Re: USB: hub: Delete an error message for a failed memory allocation in usb_hub_clear_tt_buffer()
From: Alan Stern
Date: Thu Dec 07 2017 - 10:12:32 EST
On Thu, 7 Dec 2017, Geert Uytterhoeven wrote:
> Hi Alan,
>
> On Wed, Dec 6, 2017 at 11:02 PM, Alan Stern <stern@xxxxxxxxxxxxxxxxxxx> wrote:
> > On Wed, 6 Dec 2017, SF Markus Elfring wrote:
> >> >>> Does the existing memory allocation error message include the
> >> >>> &udev->dev device name and driver name? If it doesn't, there will be
> >> >>> no way for the user to tell that the error message is related to the
> >> >>> device failure.
> >> >>
> >> >> No, but the effect is similar.
> >> >>
> >> >> OOM does a dump_stack() so this function's call tree is shown.
> >> >
> >> > A call stack doesn't tell you which device was being handled.
> >>
> >> Do you find a default Linux allocation failure report insufficient then?
> >>
> >> Would you like to to achieve that the requested information can be determined
> >> from a backtrace?
> >
> > It is not practical to do this.
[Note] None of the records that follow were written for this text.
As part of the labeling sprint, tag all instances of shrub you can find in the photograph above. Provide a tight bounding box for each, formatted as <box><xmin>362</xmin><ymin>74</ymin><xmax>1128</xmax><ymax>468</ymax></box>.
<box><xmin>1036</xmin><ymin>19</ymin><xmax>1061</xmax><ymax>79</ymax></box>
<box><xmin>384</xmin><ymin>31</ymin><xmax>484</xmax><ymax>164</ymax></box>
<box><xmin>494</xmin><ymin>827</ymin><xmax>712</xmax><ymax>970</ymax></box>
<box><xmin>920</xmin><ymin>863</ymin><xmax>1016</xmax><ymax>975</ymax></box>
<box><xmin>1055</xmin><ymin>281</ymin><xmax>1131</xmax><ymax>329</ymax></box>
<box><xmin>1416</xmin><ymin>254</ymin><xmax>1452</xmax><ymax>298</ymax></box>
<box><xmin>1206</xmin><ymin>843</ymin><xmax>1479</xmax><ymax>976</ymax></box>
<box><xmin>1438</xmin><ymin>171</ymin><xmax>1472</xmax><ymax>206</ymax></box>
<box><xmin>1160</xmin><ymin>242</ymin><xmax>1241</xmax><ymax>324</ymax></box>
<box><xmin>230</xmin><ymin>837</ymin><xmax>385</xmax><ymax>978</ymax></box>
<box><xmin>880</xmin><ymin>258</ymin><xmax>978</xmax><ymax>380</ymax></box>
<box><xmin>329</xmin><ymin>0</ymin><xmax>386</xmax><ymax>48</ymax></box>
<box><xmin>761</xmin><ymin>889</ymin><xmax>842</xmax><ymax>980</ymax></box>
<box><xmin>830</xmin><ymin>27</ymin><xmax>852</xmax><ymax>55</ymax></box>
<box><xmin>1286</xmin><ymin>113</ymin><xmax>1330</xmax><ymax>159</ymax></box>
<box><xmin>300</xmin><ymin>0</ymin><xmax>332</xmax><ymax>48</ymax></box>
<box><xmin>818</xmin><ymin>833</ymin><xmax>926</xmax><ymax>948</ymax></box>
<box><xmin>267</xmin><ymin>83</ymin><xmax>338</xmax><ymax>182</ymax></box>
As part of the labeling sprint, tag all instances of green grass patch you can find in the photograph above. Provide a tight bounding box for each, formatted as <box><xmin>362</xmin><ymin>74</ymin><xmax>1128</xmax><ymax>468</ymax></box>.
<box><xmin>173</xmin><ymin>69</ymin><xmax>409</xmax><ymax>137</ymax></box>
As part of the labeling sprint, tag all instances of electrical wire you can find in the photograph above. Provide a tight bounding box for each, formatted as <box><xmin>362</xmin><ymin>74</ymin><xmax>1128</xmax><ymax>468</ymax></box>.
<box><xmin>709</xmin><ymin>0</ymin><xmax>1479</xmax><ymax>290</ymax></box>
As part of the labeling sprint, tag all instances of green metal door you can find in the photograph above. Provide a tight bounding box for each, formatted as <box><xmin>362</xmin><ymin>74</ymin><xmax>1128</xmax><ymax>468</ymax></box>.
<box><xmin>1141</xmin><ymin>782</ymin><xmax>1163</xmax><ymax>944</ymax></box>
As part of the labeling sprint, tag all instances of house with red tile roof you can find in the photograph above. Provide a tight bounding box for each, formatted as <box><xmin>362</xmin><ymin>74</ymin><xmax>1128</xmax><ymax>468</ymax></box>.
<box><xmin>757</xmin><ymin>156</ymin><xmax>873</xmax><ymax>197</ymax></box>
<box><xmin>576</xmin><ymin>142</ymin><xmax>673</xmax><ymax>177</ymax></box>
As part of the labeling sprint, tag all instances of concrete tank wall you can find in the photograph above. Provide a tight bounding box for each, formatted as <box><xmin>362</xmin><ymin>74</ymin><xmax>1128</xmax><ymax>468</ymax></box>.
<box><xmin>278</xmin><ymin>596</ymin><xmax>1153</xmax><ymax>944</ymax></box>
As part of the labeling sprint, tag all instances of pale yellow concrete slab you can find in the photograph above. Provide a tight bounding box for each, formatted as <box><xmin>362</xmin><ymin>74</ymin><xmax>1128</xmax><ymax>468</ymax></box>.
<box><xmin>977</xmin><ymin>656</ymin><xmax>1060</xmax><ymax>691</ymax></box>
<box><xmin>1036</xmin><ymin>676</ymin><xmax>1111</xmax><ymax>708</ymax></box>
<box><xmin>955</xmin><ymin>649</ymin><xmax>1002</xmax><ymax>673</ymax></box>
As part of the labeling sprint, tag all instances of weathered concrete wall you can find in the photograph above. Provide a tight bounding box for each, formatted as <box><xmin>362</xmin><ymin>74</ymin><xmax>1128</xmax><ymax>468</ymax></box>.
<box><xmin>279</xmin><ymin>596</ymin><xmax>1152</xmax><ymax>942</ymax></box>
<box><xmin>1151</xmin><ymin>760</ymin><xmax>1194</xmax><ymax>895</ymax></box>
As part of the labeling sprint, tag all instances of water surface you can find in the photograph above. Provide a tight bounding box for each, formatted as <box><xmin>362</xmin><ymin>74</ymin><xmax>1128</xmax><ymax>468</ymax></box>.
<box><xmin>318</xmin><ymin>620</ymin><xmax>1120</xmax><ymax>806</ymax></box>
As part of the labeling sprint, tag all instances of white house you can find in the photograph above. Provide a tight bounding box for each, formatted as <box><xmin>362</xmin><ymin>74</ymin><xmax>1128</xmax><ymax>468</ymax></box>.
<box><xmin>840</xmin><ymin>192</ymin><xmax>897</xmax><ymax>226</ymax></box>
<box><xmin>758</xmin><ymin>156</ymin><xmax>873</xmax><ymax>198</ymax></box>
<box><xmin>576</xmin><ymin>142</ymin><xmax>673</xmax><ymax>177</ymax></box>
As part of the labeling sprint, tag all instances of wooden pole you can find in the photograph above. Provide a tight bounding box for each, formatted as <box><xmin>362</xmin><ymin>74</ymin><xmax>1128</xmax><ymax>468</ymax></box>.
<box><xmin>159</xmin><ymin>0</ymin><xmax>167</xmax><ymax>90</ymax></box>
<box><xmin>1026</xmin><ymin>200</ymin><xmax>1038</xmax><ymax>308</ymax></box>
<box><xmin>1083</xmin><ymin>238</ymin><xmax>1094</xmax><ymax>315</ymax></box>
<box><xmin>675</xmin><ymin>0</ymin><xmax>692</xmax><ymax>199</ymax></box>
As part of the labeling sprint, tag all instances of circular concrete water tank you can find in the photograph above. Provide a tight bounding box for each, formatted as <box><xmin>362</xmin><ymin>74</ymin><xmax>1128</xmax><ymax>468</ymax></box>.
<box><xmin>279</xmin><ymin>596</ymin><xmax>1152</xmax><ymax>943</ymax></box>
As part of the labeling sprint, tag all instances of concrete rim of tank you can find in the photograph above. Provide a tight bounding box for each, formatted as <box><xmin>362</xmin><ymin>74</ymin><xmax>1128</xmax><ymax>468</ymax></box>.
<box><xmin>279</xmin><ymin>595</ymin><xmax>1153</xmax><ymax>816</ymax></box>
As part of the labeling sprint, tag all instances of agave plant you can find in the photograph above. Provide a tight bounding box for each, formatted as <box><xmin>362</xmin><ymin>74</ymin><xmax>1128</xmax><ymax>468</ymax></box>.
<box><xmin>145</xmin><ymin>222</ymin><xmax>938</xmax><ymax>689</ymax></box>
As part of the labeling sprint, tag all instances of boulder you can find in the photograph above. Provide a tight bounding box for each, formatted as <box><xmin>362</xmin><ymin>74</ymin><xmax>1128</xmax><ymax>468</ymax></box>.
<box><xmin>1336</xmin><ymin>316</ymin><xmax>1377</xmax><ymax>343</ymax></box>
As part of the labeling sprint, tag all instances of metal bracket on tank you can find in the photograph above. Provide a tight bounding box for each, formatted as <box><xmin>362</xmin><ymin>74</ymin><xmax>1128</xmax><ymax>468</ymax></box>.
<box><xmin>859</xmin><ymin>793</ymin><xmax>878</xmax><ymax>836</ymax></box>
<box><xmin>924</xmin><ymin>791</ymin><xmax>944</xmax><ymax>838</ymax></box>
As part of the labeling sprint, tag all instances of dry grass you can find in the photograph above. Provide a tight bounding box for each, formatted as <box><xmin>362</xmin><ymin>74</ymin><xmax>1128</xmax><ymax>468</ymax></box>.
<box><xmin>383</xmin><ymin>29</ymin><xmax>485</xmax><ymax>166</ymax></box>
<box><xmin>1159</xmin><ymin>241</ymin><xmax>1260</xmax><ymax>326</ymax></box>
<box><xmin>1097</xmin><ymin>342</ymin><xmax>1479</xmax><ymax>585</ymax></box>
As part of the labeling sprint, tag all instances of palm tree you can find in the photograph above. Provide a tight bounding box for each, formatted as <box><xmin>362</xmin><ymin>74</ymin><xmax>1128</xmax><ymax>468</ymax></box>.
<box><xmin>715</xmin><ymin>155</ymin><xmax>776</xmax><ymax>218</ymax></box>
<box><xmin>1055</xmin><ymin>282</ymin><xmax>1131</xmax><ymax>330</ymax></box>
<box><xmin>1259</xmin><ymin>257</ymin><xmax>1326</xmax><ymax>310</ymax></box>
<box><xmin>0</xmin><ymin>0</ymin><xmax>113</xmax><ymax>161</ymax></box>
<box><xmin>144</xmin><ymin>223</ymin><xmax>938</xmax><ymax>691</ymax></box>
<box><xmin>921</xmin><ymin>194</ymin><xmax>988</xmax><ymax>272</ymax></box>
The memory allocation routines do not
> > for what purpose the memory is being allocated; hence when a failure
> > occurs they cannot tell what device (or other part of the system) will
> > be affected.
>
> If even allocation of 24 bytes fails, lots of other devices and other parts of
> the system will start failing really soon...
In fact, one wonders if the allocation routine's own error message and
stack trace would actually appear anywhere...
> > That's why we have a secondary error message.
>
> ... and the secondary error message would still be useless.
Well, there is still a difference between GFP_ATOMIC and GFP_KERNEL
allocations. Failure of the first doesn't necessarily imply failure of
the second, so perhaps the system could recover.
The real problem is that the kernel development community doesn't have
a fixed policy on how to handle memory allocation errors. There are
several possibilities:
Ignore them on the grounds that they will never happen.
(Really? And what is the size limit above which they
might happen?)
Ignore them on the grounds that the machine will hang or
crash in the near future. (Is this guaranteed?)
Treat them like other errors: try to press forward (perhaps
in a degraded mode).
Treat them like other errors: log an error message and try
to press forward.
And probably a few more that haven't occurred to me. No doubt there
are examples of each at various places in the kernel. Nobody seems
able to agree on a single course of action. Maybe not even Linus.
If there was one agreed-upon policy, then we could definitively point
to old code and say "That's wrong, and here is how it should be fixed."
But currently this is not possible, and we end up with repetitive
discussions like this one that aren't of general use.
Alan Stern